Court of Appeal of Tonga, Shipping Corporation of Polynesia Ltd v Rex, 30 September 2011


This case law summary was developed as part of the Disaster Law Database (DISLAW) project, and is not an official record of the case.

Geographical Area
Asia Pacific
Case Name
Shipping Corporation of Polynesia Ltd v Rex
Case Reference
[2011] TOCA 13
Name of Court
Court of Appeal of Tonga
Decision and Reasoning
The Court found that there was no legislation which allowed the Courts to require a portion of a fine to be paid to individuals or organisations other than the plaintiff, which in this case was the Crown. Nor could the Court direct the Crown to allocate a portion of the fines imposed to a particular group.
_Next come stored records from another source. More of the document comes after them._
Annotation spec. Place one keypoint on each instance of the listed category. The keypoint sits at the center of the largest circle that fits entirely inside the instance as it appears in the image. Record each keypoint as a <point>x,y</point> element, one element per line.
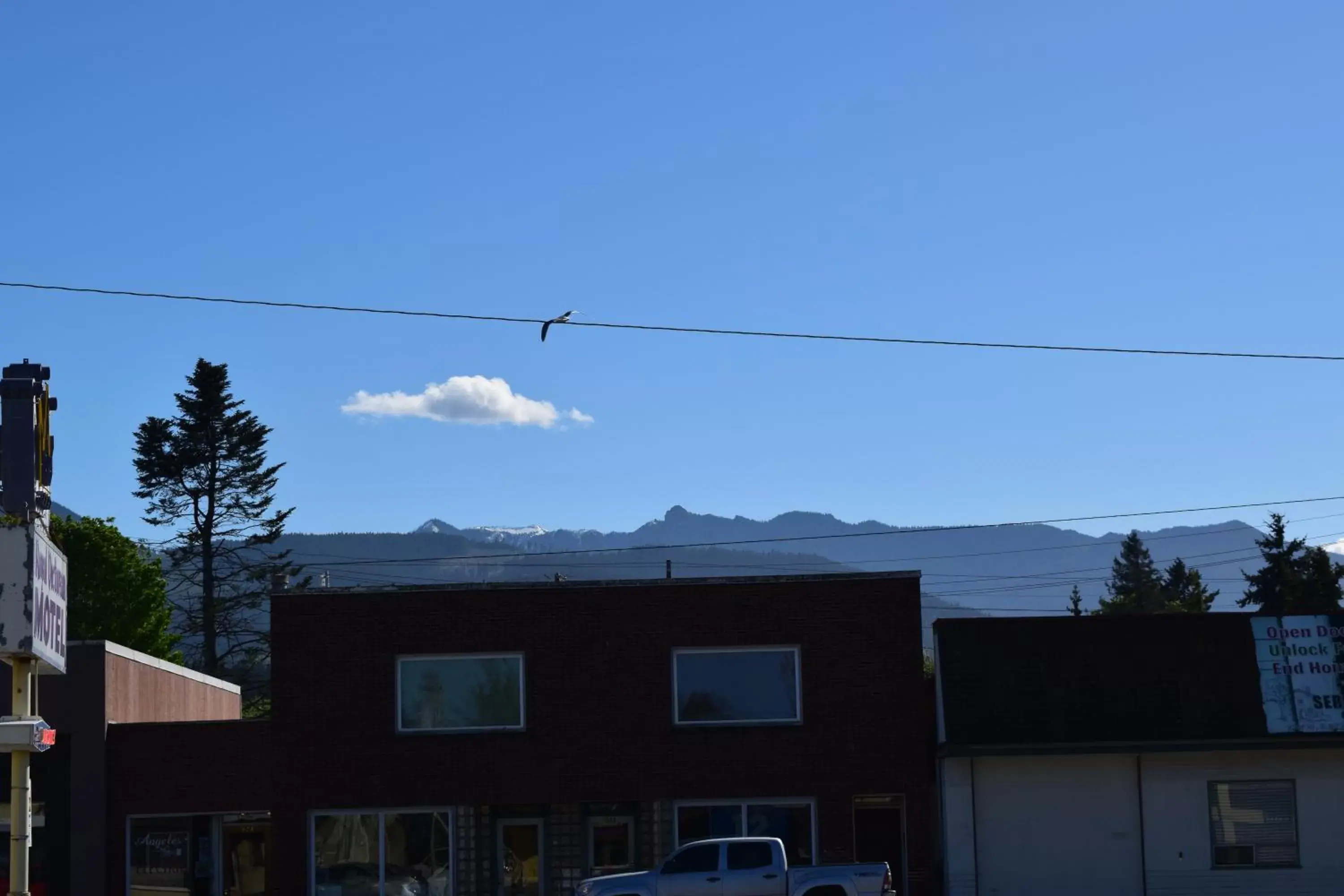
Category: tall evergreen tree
<point>1135,583</point>
<point>1185,591</point>
<point>1076,602</point>
<point>205,472</point>
<point>1318,583</point>
<point>1273,586</point>
<point>116,587</point>
<point>1136,586</point>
Therefore, this part of the appeal was allowed.

Although the Court found that the financial position of the defendant is a relevant factor which should be taken into account in sentencing, in their view, the consequences of sending an unseaworthy vessel to sea needed to be made clear. The Court agreed with the trial judge that a strong message needed to be sent.

Although the Court noted the differences in economies between the UK and Tonga, they emphasised that the offending was extremely serious and deserved a very significant penalty.

In determining what was an appropriate fine, the Court took into account that the defendant was convicted of a number of charges relating to the same transaction, stating that it was reasonable to treat the total offending as the equivalent of one offence. For this reason, the Court reduced the fines of the five unseaworthiness convictions to a nominal amount.
The Court upheld the fine imposed for manslaughter, however, reduced the fines of the five charges relating to unseaworthiness to T$100 pa’anga each.